"There was an immediate 46 per cent reduction in the rate of cycling fatalities per 100,000 population following the introduction of bicycle helmet legislation in Australia."
- Professor Jake Olivier
A UNSW Sydney study has shown a clear link between mandatory helmet laws and a drastic reduction in cycling fatalities.
The evidence is in: Australian mandatory helmet laws brought in to reduce fatalities in cycling have worked, with a world-first study of such laws at UNSW Sydney, showing mandatory helmet laws led to an immediate 46 per cent drop in fatalities and have saved billions of dollars in medical costs since 1990.
Study lead author, Professor Jake Olivier of UNSW’s School of Mathematics and Statistics and Deputy Director of the Transport and Road Safety (TARS) Research Centre, says the statistics offer clear scientific evidence that mandatory helmet laws (MHL) were effective in reducing cycling injuries in Australia.
“There was an immediate 46 per cent reduction in the rate of cycling fatalities per 100,000 population following the introduction of bicycle helmet legislation in Australia,” he says.
“This decline has been maintained since 1990 and we estimate 1332 fewer cycling fatalities associated with the introduction of bicycle helmet legislation to date.”
Australia doesn’t have national road laws as such, but after Victoria brought in mandatory helmet laws in 1990, the remaining states and territories had followed suit by 1992. This study is the first in the world to examine the effects of mandatory helmet laws applied on a national scale where those laws apply to all ages and are dutifully enforced.
The findings of the study are in stark contrast with claims made by anti-helmet advocates who believe helmets don’t reduce fatalities.
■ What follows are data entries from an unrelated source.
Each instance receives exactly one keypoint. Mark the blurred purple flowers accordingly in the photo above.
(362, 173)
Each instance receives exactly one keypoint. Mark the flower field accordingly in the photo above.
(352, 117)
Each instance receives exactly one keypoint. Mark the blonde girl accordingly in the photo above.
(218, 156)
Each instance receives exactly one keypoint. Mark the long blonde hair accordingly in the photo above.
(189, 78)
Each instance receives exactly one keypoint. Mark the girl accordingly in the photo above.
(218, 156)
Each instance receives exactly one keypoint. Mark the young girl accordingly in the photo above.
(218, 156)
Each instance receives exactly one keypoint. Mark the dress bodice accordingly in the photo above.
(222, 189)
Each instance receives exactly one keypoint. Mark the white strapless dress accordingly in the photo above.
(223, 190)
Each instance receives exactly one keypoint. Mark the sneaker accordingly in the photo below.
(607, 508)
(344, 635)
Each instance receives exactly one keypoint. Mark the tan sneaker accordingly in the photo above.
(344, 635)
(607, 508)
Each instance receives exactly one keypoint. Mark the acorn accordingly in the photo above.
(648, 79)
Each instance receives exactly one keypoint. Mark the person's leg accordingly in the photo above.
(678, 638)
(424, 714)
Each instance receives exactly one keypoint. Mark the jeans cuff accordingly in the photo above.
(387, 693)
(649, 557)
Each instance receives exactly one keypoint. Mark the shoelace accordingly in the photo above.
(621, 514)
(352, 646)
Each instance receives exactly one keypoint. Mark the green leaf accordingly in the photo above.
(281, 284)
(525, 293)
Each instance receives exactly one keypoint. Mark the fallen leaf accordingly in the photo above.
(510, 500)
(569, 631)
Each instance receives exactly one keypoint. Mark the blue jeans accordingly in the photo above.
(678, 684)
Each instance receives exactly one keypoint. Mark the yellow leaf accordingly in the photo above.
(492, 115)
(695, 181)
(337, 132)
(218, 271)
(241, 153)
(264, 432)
Instead, they say that mandatory helmet laws (MHL) have deterred people from cycling and therefore have reduced the number of fatalities only by lowering participation rates.
The authors of the study address this by pointing to numerous international studies, including their own, that found no strong evidence for MHL leading to fewer people cycling. Emeritus Professor Raphael Grzebieta, also of TARS, didn’t mince words when discussing this “ill-informed, small but vocal group of anti-helmet advocates who claim that the MHL has been a disaster for cycling in Australia”.
“This is simply not true,” he says. “These advocates are no different to the climate change deniers and the anti-vaccination groups and belong in that same category of people that do not believe in scientific evidence. It would not matter what you present to such people. They will always live in denial.”
Professor Olivier concurs and says misinformation about helmet laws dissuading people from riding bikes has been present from the beginning and doesn’t expect the hard-core advocates to be moved by the research.
“It is one of those things where it has been repeated so many times that people just believe it to be true, and won’t question it because they’ve heard it so often,” Professor Olivier says.
“These are the people who have made calls to repeal or weaken bicycle helmet legislation in Australia. The results from this study are not supportive of those initiatives.”
Professor Grzebieta takes this idea further: “If Australian helmet laws were repealed, there would be a sudden uptake in the rate of serious head injuries and fatalities among cyclists involved in a crash. The subsequent increase in hospitalisation costs would further exacerbate the already overwhelming demand for crash trauma treatment at hospitals and cause a significant increase in health costs.”
Instead, both authors call for strategies to improve cycling safety, such as appropriately designed segregated bicycle infrastructure, something Professor Olivier says is sadly lacking in Australia when compared to European countries where there are often clearly designated spaces for pedestrians, cyclists and motorists. He notes that “this senseless focus on helmet legislation detracts from the more important concerns about the construction of dedicated cycling infrastructure, education of all road users, and supportive legislation to protect cyclists, such as minimum passing distances”.
Professor Grzebieta agrees, saying, “it is well known the primary reasons for not cycling in urban Australia are the lack of infrastructure and safety concerns due to interactions with motorised vehicles”.
Next, the authors will be looking at the health benefits of cycling when not using a helmet versus the health benefits of introducing MHL on a population rate basis.
“There are numerous claims that the benefits of cycling far outweigh the ‘disbenefit’ of introducing mandatory helmet laws,” Professor Grzebieta says. “We are highly sceptical of this claim and suspect poor assumptions are being made in the scientific methodology.”